Scared stiff but with nowhere to hide, Ken Scott tried to block out the sight of his comrades being gunned down as he pushed up the Normandy beach on D-Day.
“Soldiers were falling all around, and they were hollering and shouting and calling for their mothers,” recalls the British army veteran, now a frail 97-year-old.
“We just had to brush it aside and just keep going, we couldn’t stop and help them. It was just impossible. We would have been dead ourselves.
“We had to get ashore and stop those machine guns.”
Suppressed for many years, the memories are fresh in Scott’s mind as he prepares to return to France next month for the 70th anniversary commemorations of D-Day.
As one of 130,000 Allied soldiers who landed in France on June 6th, 1944, he was part of an invasion that would turn the tide of World War II.
But he takes no pride in it.
“How can you be proud when you see your own mates being machine-gunned down? You can’t. No,” he said, his voice breaking even now.
Staring out the window of his bungalow in Royal Wootton Bassett, a small town in southern England, Scott is almost pleading, as if he is still trying to justify his survival.
More than 3,000 troops were killed on D-Day, many of them mown down by German machine gun fire within seconds of stepping onto the beaches.
Scott had had three years experience fighting in north Africa, but it was luck as much as anything who was shot on that fateful day.
“I was as terrified as everybody else. Scared stiff,” he said. “But there was nowhere to go. You had to go forward. There was nowhere to hide.”
- ‘Absolute chaos’ -
The invasion had been meticulously planned, but for the soldiers on the ground, the reality of the massive land, air and sea attack was overwhelming.
“There was bombs and shells and God knows what going on all the time. You don’t know whether it was aimed at you or Tom, Dick or Harry. Everybody was getting it,” Scott said.
These days, he has trouble walking and his eyesight is fading, but the veteran has a vivid memory of stepping off a landing craft into the water and onto the beach.
“You couldn’t see the water for ships. And the noise and the smell…” Scott said.
“Imagine — the whole of the navy opening up with their guns, blasting away at the cliffs to stop the machine guns.
“Then there were the bombers overhead, and some of the bombs were falling a bit short — absolute chaos.”
Having survived the onslaught, Scott marched through northern France and fought on for another 11 months until a ceasefire was agreed, ending five years of service in which he saw some of the worst incidents of the war.
Before D-Day, as a member of the Durham Light Infantry he spent three long years with the Eighth Army in Egypt and Libya as a “Desert Rat”, and fought at El-Alamein.
Near the end of the war, he was among the first to reach the concentration camp at Belsen, the hideous memory of which causes his voice to break for a second time.

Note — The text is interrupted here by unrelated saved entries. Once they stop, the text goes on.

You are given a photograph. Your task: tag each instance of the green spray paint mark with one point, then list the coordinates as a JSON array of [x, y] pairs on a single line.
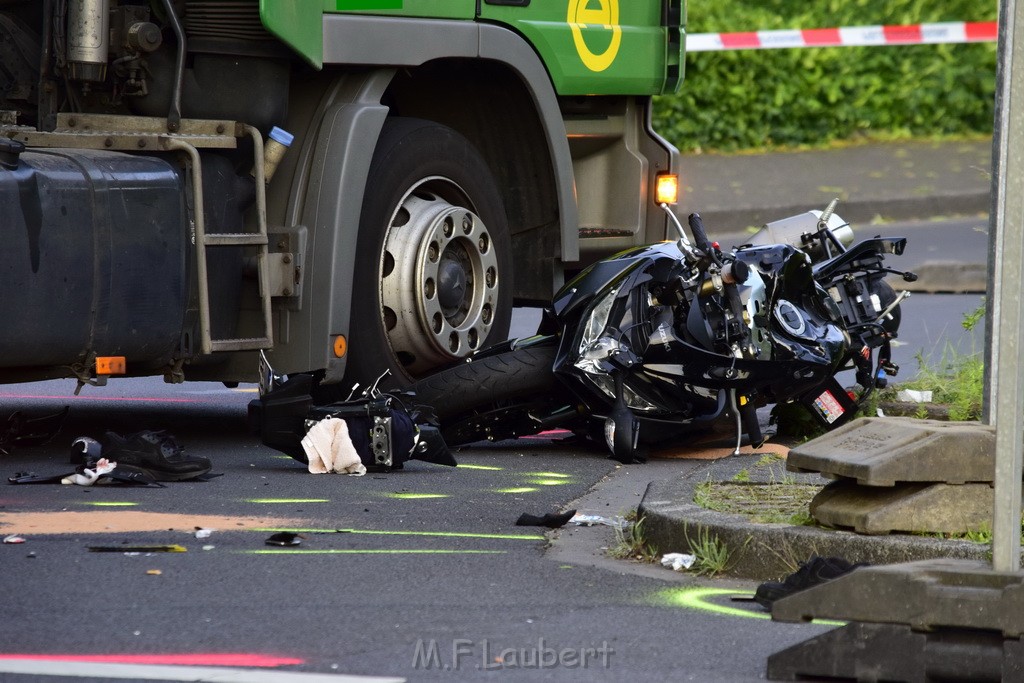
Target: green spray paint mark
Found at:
[[548, 482], [699, 598], [284, 501], [416, 497], [349, 551], [111, 504], [440, 535], [369, 4]]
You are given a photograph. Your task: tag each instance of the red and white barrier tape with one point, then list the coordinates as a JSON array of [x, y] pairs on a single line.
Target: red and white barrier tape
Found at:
[[947, 32]]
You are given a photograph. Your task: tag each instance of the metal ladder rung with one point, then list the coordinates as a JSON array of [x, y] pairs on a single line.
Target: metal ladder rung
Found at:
[[203, 241], [250, 344], [235, 239]]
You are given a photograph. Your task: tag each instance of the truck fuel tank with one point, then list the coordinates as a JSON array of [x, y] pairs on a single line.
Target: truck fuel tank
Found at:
[[94, 256]]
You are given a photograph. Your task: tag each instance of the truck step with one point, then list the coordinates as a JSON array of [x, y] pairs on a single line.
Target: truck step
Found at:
[[235, 239], [249, 344]]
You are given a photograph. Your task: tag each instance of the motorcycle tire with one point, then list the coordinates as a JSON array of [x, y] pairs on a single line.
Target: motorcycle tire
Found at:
[[496, 397]]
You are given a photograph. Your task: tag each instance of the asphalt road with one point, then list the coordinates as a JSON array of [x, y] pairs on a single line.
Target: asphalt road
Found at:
[[419, 574]]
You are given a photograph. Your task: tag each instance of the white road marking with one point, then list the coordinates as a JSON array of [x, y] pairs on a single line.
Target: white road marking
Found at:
[[72, 669]]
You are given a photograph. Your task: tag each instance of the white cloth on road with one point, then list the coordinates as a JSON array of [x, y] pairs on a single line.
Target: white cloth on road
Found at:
[[329, 449]]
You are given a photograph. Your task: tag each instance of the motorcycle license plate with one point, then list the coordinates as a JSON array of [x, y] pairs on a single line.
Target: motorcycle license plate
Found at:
[[830, 407]]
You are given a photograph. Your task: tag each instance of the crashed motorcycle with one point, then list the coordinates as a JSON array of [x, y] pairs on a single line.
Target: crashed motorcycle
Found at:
[[674, 338]]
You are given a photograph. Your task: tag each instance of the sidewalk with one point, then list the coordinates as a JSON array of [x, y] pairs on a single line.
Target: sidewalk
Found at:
[[906, 181]]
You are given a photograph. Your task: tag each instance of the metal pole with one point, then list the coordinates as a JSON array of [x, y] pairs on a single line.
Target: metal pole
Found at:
[[1006, 310]]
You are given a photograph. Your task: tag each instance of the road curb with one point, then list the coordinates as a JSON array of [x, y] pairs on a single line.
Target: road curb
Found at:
[[765, 552]]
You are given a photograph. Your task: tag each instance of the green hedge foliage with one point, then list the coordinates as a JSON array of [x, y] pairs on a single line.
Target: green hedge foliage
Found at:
[[751, 99]]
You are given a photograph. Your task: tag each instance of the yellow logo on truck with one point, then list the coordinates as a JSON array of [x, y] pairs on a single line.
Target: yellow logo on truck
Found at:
[[584, 13]]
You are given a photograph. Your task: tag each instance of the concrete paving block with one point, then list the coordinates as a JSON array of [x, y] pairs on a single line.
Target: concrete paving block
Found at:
[[880, 452], [905, 507], [895, 652], [925, 595]]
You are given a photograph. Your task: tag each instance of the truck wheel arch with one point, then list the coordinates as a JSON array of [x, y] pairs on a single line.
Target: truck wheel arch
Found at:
[[338, 135]]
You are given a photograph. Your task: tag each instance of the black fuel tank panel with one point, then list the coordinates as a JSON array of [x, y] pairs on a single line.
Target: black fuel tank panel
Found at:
[[93, 257]]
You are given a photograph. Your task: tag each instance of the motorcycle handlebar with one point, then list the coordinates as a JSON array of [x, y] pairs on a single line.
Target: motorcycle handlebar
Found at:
[[699, 236]]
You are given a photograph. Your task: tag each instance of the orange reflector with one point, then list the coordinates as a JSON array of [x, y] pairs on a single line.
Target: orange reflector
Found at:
[[110, 365], [340, 346], [667, 190]]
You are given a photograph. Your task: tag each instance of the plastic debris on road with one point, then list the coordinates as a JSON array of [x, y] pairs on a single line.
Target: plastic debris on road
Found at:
[[593, 520], [678, 561], [285, 539], [914, 396], [137, 549], [86, 476], [550, 519]]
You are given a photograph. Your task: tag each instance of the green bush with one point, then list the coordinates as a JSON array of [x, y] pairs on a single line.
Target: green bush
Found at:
[[749, 99]]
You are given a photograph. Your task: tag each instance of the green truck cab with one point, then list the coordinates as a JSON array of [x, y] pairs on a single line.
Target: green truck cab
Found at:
[[351, 186]]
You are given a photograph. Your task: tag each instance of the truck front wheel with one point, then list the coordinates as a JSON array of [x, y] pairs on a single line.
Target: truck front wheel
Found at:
[[433, 256]]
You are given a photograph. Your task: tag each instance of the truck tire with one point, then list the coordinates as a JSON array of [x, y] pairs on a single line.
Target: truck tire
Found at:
[[432, 279], [496, 397]]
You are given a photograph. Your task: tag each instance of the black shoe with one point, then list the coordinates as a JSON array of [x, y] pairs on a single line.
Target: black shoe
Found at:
[[813, 571], [155, 454]]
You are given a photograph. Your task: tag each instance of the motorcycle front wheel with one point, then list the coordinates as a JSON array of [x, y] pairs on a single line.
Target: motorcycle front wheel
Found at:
[[500, 396]]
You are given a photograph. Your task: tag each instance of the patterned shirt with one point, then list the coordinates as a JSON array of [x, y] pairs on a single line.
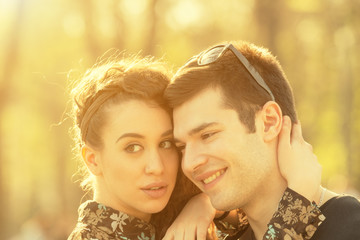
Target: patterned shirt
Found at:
[[296, 218], [98, 222]]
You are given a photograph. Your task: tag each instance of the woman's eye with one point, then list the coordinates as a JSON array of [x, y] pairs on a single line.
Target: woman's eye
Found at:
[[133, 148], [207, 135], [181, 148], [166, 144]]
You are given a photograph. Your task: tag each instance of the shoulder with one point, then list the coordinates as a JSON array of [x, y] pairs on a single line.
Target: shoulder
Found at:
[[89, 232], [343, 205]]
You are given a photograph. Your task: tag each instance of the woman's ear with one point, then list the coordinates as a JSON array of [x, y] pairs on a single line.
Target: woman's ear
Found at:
[[91, 159], [272, 120]]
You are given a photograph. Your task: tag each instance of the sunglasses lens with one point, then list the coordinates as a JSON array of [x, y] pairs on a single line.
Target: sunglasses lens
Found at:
[[210, 56]]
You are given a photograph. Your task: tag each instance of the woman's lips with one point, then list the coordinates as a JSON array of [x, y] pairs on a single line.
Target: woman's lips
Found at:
[[155, 190]]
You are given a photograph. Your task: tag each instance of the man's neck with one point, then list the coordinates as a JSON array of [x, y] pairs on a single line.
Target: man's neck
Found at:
[[263, 206]]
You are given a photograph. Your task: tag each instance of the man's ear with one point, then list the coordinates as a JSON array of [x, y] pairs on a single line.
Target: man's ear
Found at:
[[91, 159], [272, 120]]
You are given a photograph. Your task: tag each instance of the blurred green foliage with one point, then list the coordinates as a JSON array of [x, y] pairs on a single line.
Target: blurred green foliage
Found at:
[[42, 41]]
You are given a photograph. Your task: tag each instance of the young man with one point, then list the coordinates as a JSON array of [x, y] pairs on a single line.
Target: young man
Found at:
[[229, 102]]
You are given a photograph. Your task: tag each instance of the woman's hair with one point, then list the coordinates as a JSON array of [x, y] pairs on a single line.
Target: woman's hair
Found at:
[[118, 80]]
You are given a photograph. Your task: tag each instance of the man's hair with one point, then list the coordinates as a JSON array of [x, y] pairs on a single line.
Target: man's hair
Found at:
[[239, 89]]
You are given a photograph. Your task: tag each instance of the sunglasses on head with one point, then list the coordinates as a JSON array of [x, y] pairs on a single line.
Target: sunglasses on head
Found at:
[[211, 55]]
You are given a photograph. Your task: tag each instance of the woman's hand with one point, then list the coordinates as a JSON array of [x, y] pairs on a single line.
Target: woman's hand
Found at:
[[193, 221], [297, 162]]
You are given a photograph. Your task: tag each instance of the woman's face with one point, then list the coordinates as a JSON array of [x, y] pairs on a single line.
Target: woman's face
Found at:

“I don’t want to talk about it,” he said.
- ‘It had to be’ -
Despite his horror at the loss of life, the barbarity of the Nazis convinced Scott that the war was justified.
“We really had to take the Nazi clique out, it had to be,” he said, yet he insists he bears “no hatred, none at all” towards ordinary Germans.
Scott went back to Normandy five years ago for the first time with his son but now, with “one foot in the grave and the other on a bar of soap”, he wants to say goodbye.
At a ceremony at Bayeux Cathedral, he intends to wear a replica khaki uniform that was made for him a few years ago to raise money for the Royal British Legion charity.
He said: “If any journalists ask me why I’m dressed like that, I’m going to answer: ‘Well, this is how I came to France 70 years ago, and this is the way I’m leaving.
“‘Au revoir. Vivent les Francais.’ And then I’ll come home.”